Mobile Insurance Regulation in Pakistan (December 2017)
The Securities and Exchange Commission of Pakistan issued the “Securities and Exchange Commission (SEC) Directive for the Corporate Insurance Agents (excluding Banks) and Technology Based Distribution Channels, 2017” on 4th December 2017 (SRO 1236 (I)/2017. The Directive comes into force on 31st March 2018 but is also valid for existing agency agreements, and includes family and general takaful operators.
The directive defines “technology based distribution channels” as insurance channels involving technology including, but not limited to mobile phone, internet, telephone etc. whether through involvement of corporate insurance agents or otherwise. The technology provider may or may not be working in the capacity of corporate insurance agent”.
Part I of the Directive covers the requirements relating to corporate insurance agents whereas Part II covers sale through technology-based distribution channels.
As it is set out in the Directive, the insurer is to provide agency agreements to the Commission. These include:
an agreement specifying the roles and responsibilities of all the parties involved,
a termination agreement (which sets out what happens if agreement is terminated), and
the certification process, to ascertain that every corporate insurance agent will ensure that all the specified persons are adequately trained and possess sound knowledge of the insurance products they would market, and have undergone the process of the certification
Other sections include provisions on certification for corporate insurance agents, on the premium collection, marketing and sales material, conflict of interest and commission claw-back in the case of mis-selling.
The SEC Directive also regulates the commission for corporate insurance agents without defining the maximum payable amount. Instead, the commission is tied to the performance criteria set out in the agency agreement between the insurance agent and the insurer. Commission is allowed only on premiums already received, not on future ones.
When it comes to the sales process, SEC sets out a requirement for insurance needs analysis of the prospective policyholder including a requirement to submit product information. The Commission will review corporate insurance agents’ products, including premium, commission and claims data.
For cases where MNOs (as agents or not) or the internet are involved, the Directive stipulates:
storage and safety of data (the MNO or broker may store data, but it is the responsibility of the insurer to ensure the safety of policyholder data),
a file and use procedure for such products,
communication of terms and conditions through mobile and internet (key facts), and
reduced due diligence requirements for annual premiums up to Rs. 50,000 per year (approximately EUR 370).
In addition to the SECP Rule, the National Database and Registration Authority (NADRA) has agreed to reduce the verification cost for microinsurance policies sold through mobile and other digital modes (reduced due diligence for smaller premium amounts).
Read more here.
Mobile Insurance Regulation in the Philippines (January 2018)

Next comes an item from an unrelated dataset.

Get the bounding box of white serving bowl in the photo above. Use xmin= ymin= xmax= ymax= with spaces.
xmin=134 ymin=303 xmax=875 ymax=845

The National Insurance Commission (IC) Philippines issued Circular (CL 2018-07) on 16th January 2018 concerning the use of mobile applications for the distribution of insurance products.
The new circular amends CL 2014-47, which regulates electronic commerce of insurance products, providing the framework for the distribution of insurance products through the internet.
CL 2018-07 provides an enhanced framework for the use of mobile phones as a distribution channel for insurance products. The Commission approves mobile applications, and only those products that are approved and comply with all insurance rules shall be distributed.
The mobile applications could either come pre-installed on a mobile device, as items in the subscriber identification module (SIM) menu of a mobile network carrier or downloadable via major digital platforms, such as Apple Store, Google Play or Microsoft Windows Marketplace.
The apps’ geographical coverage is limited to the territory of the Philippines.
The new regulation also provides for a more flexible mode of payment for policyholders, like airtime deduction, billing to the postpaid plan, electronic wallet and others.